Anomaly rules define when to trigger alerts. Each rule specifies:

  • metric -- which metric to monitor
  • z_threshold -- how many standard deviations before alerting
  • severity -- alert severity (critical, high, medium, low)
  • cooldown_seconds -- minimum time between repeated alerts for the same rule
anomaly_detection:
  enabled: true
  rules:
    - name: cost-spike
      metric: cost_per_minute
      z_threshold: 2.5
      severity: critical
      cooldown_seconds: 600

When a metric's z-score exceeds the threshold, the detector:

  1. Creates an alert with the rule name, metric value, z-score, and severity
  2. Dispatches the alert to all configured channels
  3. Records the alert time for cooldown tracking

The cooldown prevents alert storms. If cooldown_seconds: 600, the same rule won't fire again for 10 minutes even if the anomaly persists.


Kill Switches

Kill switches are the most important safety mechanism. They provide three levels of control:

Level Method What it does
Agent kill_agent(name, reason) Blocks all events for a specific agent
Session kill_session(session_id) Blocks all events for a specific session
Global kill_global(reason) Blocks all events for all agents

When an agent is killed, monitor.record() silently drops the event (returns None). The event is not processed. This is the fastest possible circuit breaker -- it runs before any metrics computation.

Auto-Kill Policies

Kill policies evaluate after every metric snapshot. If a metric exceeds the threshold, the corresponding action fires automatically:

kill_switch:
  enabled: true
  policies:
    - name: auto-kill-on-high-cost
      metric: cost_per_minute
      operator: ">"
      threshold: 5.0
      action: kill_agent
      severity: critical

Actions: kill_agent, kill_session, kill_global.

Persistence

Kill state can be persisted to disk. On restart, the monitor loads the saved state -- agents that were killed stay killed until explicitly revived.


Alert Channels

Alerts are dispatched to one or more channels:

Channel Output Use case
console stderr Development, debugging
file JSONL file Production logging, audit trail
webhook HTTP POST PagerDuty, Slack, OpsGenie

All channels receive the same alert payload:

{
  "timestamp": "2026-03-28T14:23:01.123Z",
  "rule": "cost-spike",
  "agent": "sales-agent",
  "severity": "critical",
  "message": "cost_per_minute z-score 4.2 exceeds threshold 2.5",
  "metric_value": 2.5,
  "z_score": 4.2
}

Compliance Export

The compliance exporter generates reports from the event store.

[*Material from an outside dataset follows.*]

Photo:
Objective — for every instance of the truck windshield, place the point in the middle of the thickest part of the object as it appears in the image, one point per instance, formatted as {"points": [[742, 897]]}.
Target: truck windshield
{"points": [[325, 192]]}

Three formats are supported:

Format Purpose Fields
soc2 SOC 2 Type II audits Events, summary, access controls, guardrail enforcement
gdpr GDPR data processing records Events, data subjects, processing activities
json Generic machine-readable export Events, filters, total count

Reports can be filtered by agent, time range, and event type.


Performance

The monitor is designed for inline use -- it runs in the same process as your agent.

Metric Value
Record + metrics computation <0.1ms per event
Baseline update <0.01ms per metric
Anomaly detection <0.01ms per rule
Memory per event ~200 bytes
Dependencies 3 (pyyaml, click, rich)

This is fast because there are no external calls, no serialization overhead, and no background threads. Everything is a pure in-memory computation.